When I was staying with a lovely Hindu family in Cochin, Kerala, some years ago, my hostess offered the view that I must be very proud of the integrity of British politicians and, in particular, prime ministers. She and her husband went on to talk of the corruption of Indian politicians, local and national, many of whom, they said, feathered their nests at every turn. This charming couple had a rose-tinted view of the UK -and its politicians- as a land which bred integrity and honour and had, to some extent, exported these values round the world. As the crimes of Empire are now being writ large, the vestiges of honorable characteristics and good intentions remain. Certainly in that small household in Cochin.

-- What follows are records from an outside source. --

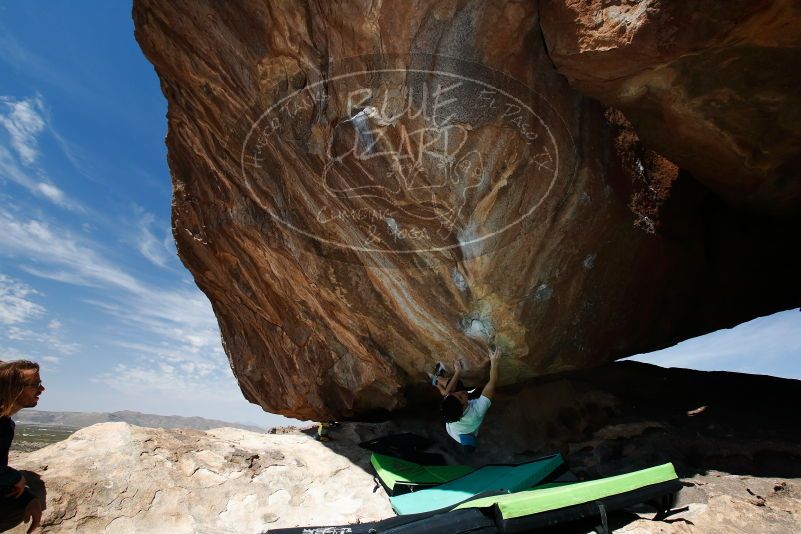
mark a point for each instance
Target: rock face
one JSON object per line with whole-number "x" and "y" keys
{"x": 712, "y": 86}
{"x": 113, "y": 477}
{"x": 364, "y": 188}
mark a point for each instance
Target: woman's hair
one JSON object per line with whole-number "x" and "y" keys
{"x": 12, "y": 383}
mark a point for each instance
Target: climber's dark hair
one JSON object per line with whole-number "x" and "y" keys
{"x": 451, "y": 409}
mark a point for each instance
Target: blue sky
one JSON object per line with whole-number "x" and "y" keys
{"x": 90, "y": 284}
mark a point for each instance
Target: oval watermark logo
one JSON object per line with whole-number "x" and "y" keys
{"x": 405, "y": 155}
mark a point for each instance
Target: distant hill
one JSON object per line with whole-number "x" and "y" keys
{"x": 83, "y": 419}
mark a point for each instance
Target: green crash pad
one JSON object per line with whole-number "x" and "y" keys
{"x": 507, "y": 478}
{"x": 395, "y": 471}
{"x": 538, "y": 500}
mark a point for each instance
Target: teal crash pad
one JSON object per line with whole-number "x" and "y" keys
{"x": 490, "y": 478}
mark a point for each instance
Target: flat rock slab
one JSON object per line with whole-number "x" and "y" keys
{"x": 117, "y": 478}
{"x": 114, "y": 477}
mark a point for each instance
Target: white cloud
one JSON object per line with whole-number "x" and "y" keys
{"x": 761, "y": 345}
{"x": 15, "y": 306}
{"x": 23, "y": 330}
{"x": 51, "y": 192}
{"x": 42, "y": 337}
{"x": 24, "y": 122}
{"x": 77, "y": 262}
{"x": 158, "y": 327}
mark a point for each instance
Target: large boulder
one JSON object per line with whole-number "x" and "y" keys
{"x": 364, "y": 188}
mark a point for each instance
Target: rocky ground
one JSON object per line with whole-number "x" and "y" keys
{"x": 117, "y": 478}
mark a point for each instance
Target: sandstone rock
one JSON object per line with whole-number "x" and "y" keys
{"x": 117, "y": 478}
{"x": 712, "y": 86}
{"x": 347, "y": 243}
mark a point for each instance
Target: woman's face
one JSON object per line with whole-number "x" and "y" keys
{"x": 32, "y": 389}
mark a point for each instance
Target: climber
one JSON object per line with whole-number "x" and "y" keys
{"x": 20, "y": 387}
{"x": 462, "y": 414}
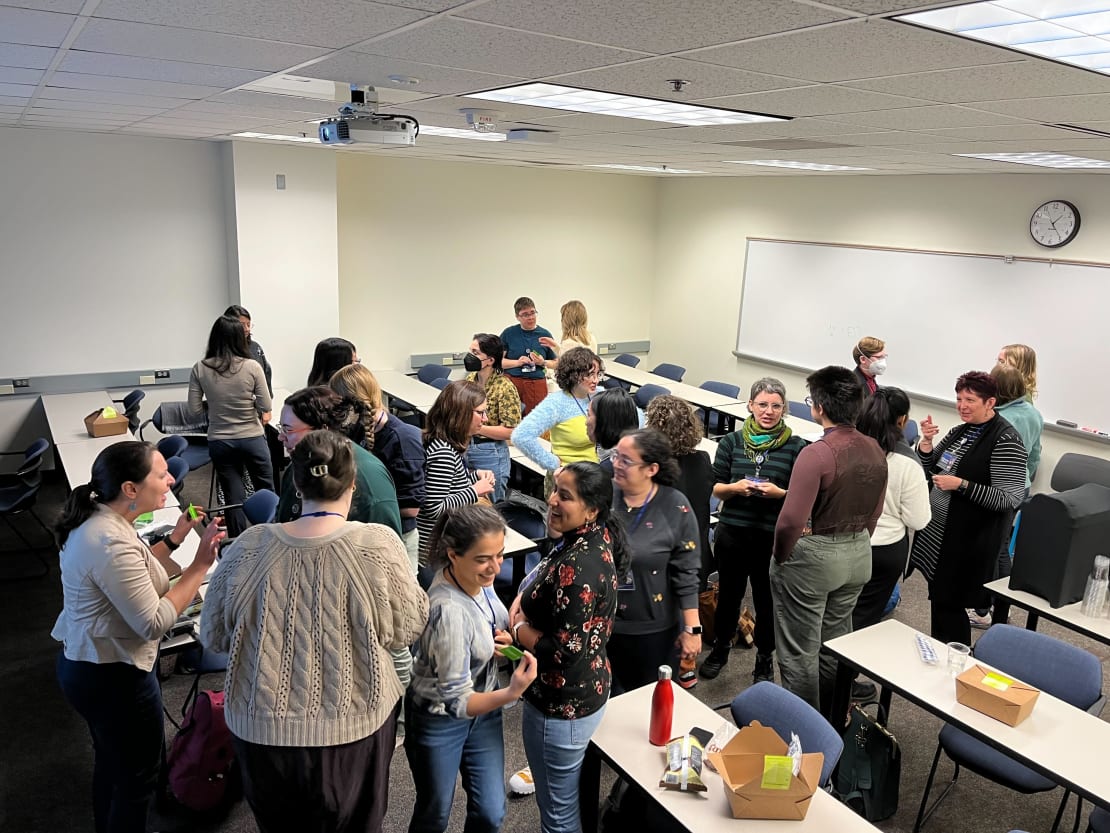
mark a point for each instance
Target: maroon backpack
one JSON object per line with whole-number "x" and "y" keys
{"x": 201, "y": 758}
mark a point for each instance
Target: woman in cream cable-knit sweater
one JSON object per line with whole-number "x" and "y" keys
{"x": 309, "y": 612}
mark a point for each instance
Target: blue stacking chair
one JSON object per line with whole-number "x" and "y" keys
{"x": 786, "y": 712}
{"x": 1065, "y": 671}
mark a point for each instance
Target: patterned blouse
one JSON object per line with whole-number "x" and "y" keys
{"x": 571, "y": 598}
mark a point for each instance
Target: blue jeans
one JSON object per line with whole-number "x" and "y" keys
{"x": 555, "y": 749}
{"x": 439, "y": 748}
{"x": 122, "y": 705}
{"x": 494, "y": 457}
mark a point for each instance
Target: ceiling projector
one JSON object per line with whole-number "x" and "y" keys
{"x": 370, "y": 129}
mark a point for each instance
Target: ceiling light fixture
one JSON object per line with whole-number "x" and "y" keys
{"x": 611, "y": 103}
{"x": 1075, "y": 32}
{"x": 797, "y": 166}
{"x": 1042, "y": 160}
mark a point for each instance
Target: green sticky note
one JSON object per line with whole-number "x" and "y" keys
{"x": 997, "y": 681}
{"x": 778, "y": 770}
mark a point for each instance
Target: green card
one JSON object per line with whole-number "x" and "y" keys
{"x": 778, "y": 770}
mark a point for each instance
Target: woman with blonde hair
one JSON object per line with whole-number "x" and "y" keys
{"x": 397, "y": 444}
{"x": 1023, "y": 358}
{"x": 870, "y": 358}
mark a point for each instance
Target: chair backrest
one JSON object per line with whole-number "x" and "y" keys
{"x": 1076, "y": 470}
{"x": 786, "y": 712}
{"x": 646, "y": 392}
{"x": 1065, "y": 671}
{"x": 171, "y": 447}
{"x": 725, "y": 389}
{"x": 179, "y": 469}
{"x": 432, "y": 371}
{"x": 675, "y": 372}
{"x": 261, "y": 507}
{"x": 910, "y": 431}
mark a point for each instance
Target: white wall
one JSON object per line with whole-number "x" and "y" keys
{"x": 113, "y": 250}
{"x": 703, "y": 224}
{"x": 286, "y": 263}
{"x": 432, "y": 252}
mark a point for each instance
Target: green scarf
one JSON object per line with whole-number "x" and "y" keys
{"x": 757, "y": 440}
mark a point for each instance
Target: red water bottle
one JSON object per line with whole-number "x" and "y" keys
{"x": 663, "y": 709}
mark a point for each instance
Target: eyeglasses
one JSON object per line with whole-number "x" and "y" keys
{"x": 623, "y": 461}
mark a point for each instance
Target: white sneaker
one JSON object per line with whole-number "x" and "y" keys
{"x": 522, "y": 783}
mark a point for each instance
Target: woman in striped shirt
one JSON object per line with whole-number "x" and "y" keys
{"x": 978, "y": 475}
{"x": 457, "y": 414}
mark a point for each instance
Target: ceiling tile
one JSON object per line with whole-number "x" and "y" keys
{"x": 990, "y": 83}
{"x": 33, "y": 28}
{"x": 649, "y": 26}
{"x": 154, "y": 69}
{"x": 18, "y": 54}
{"x": 649, "y": 78}
{"x": 292, "y": 21}
{"x": 824, "y": 100}
{"x": 375, "y": 70}
{"x": 78, "y": 81}
{"x": 1056, "y": 109}
{"x": 855, "y": 50}
{"x": 19, "y": 76}
{"x": 143, "y": 40}
{"x": 453, "y": 42}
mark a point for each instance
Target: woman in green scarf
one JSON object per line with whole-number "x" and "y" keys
{"x": 752, "y": 472}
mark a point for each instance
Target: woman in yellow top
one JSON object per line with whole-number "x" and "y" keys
{"x": 563, "y": 412}
{"x": 488, "y": 449}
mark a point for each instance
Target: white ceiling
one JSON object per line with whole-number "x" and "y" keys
{"x": 867, "y": 90}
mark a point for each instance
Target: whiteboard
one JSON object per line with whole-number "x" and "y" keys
{"x": 941, "y": 314}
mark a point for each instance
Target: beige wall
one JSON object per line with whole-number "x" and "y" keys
{"x": 432, "y": 252}
{"x": 703, "y": 224}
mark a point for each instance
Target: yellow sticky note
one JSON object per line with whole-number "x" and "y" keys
{"x": 997, "y": 681}
{"x": 777, "y": 772}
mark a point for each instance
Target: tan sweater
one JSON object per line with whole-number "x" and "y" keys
{"x": 309, "y": 624}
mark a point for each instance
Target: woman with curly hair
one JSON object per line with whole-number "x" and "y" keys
{"x": 375, "y": 498}
{"x": 456, "y": 415}
{"x": 564, "y": 413}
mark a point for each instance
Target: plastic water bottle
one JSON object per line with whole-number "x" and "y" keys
{"x": 663, "y": 709}
{"x": 1095, "y": 596}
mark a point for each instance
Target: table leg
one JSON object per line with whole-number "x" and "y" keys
{"x": 589, "y": 790}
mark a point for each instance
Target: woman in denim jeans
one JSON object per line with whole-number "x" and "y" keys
{"x": 564, "y": 615}
{"x": 453, "y": 705}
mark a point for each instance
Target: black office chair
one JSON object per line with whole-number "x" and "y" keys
{"x": 646, "y": 392}
{"x": 18, "y": 494}
{"x": 674, "y": 372}
{"x": 130, "y": 403}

At the time, my reply to my hosts was that, yes, by and large I thought that our politicians were honorable men and women with less self interest and more duty and service in their hearts. What would I say now? Obone says that under Boris Johnson political deceit has become not just commonplace but automatic. What follows, perhaps, from this is that others, on all sides of the house, have to play the game the same way to get the same leverage.

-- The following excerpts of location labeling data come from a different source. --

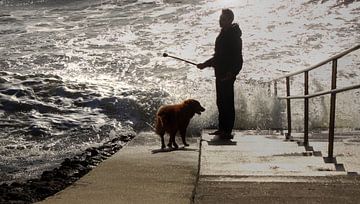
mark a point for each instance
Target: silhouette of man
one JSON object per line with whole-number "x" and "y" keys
{"x": 227, "y": 62}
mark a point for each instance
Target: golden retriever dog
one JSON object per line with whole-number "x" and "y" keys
{"x": 173, "y": 118}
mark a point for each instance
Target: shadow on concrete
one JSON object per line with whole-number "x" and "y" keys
{"x": 155, "y": 151}
{"x": 221, "y": 142}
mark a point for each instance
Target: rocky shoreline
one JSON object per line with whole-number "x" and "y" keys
{"x": 70, "y": 170}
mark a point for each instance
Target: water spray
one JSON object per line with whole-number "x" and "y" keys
{"x": 187, "y": 61}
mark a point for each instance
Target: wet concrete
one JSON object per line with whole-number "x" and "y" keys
{"x": 137, "y": 175}
{"x": 267, "y": 169}
{"x": 249, "y": 169}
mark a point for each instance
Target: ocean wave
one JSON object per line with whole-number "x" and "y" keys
{"x": 44, "y": 117}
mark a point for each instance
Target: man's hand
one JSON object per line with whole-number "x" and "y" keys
{"x": 229, "y": 76}
{"x": 201, "y": 66}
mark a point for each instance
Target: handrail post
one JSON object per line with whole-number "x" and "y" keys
{"x": 288, "y": 135}
{"x": 275, "y": 88}
{"x": 306, "y": 109}
{"x": 332, "y": 110}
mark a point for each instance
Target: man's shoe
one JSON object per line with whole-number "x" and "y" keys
{"x": 217, "y": 132}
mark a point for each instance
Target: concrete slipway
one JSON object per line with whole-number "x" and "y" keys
{"x": 250, "y": 169}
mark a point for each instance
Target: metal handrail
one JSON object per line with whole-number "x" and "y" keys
{"x": 321, "y": 93}
{"x": 307, "y": 96}
{"x": 345, "y": 52}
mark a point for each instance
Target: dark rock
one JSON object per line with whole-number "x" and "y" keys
{"x": 59, "y": 178}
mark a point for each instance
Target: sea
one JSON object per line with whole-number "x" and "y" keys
{"x": 77, "y": 73}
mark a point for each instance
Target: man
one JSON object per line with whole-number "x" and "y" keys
{"x": 227, "y": 62}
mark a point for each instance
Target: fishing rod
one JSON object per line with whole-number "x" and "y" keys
{"x": 187, "y": 61}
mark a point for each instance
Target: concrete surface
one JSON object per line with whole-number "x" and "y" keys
{"x": 266, "y": 169}
{"x": 251, "y": 168}
{"x": 136, "y": 175}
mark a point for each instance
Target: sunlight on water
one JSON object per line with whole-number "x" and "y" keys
{"x": 74, "y": 74}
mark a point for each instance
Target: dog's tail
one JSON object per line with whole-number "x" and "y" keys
{"x": 159, "y": 123}
{"x": 152, "y": 127}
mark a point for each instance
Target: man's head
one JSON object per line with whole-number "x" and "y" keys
{"x": 226, "y": 18}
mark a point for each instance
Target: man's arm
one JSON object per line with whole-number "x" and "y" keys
{"x": 208, "y": 63}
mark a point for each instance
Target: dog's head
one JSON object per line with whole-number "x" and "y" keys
{"x": 194, "y": 105}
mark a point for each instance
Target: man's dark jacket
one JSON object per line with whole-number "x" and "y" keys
{"x": 228, "y": 52}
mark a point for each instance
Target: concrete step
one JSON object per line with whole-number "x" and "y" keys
{"x": 260, "y": 155}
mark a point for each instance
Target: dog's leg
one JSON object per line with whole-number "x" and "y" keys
{"x": 172, "y": 141}
{"x": 183, "y": 134}
{"x": 162, "y": 141}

What this means for the rest of us is a huge reduction in democratic rights. If our political discourse is conducted in a parallel world of untruth, our judgement of what is and what is not is made futile. We don’t know who to believe or who is lying least. We can make no fair judgements. Into this void slips opportunists, activists and influencers whose mission is to amplify their message and drown out dissenters. As we googlebox what is going on we are pulled this way and that and, mostly, we let them get on with it and turn to other things: What’s for supper tonight? I’ve booked a table at the pub for the glorious 12th. Turn off the six o’clock news, Richard Osman’s House of Games is much better.
This response, tempting and natural as it may be, is dangerous. If we become indifferent to truth we chip away at our freedom. Quite a chunk has been hacked off already.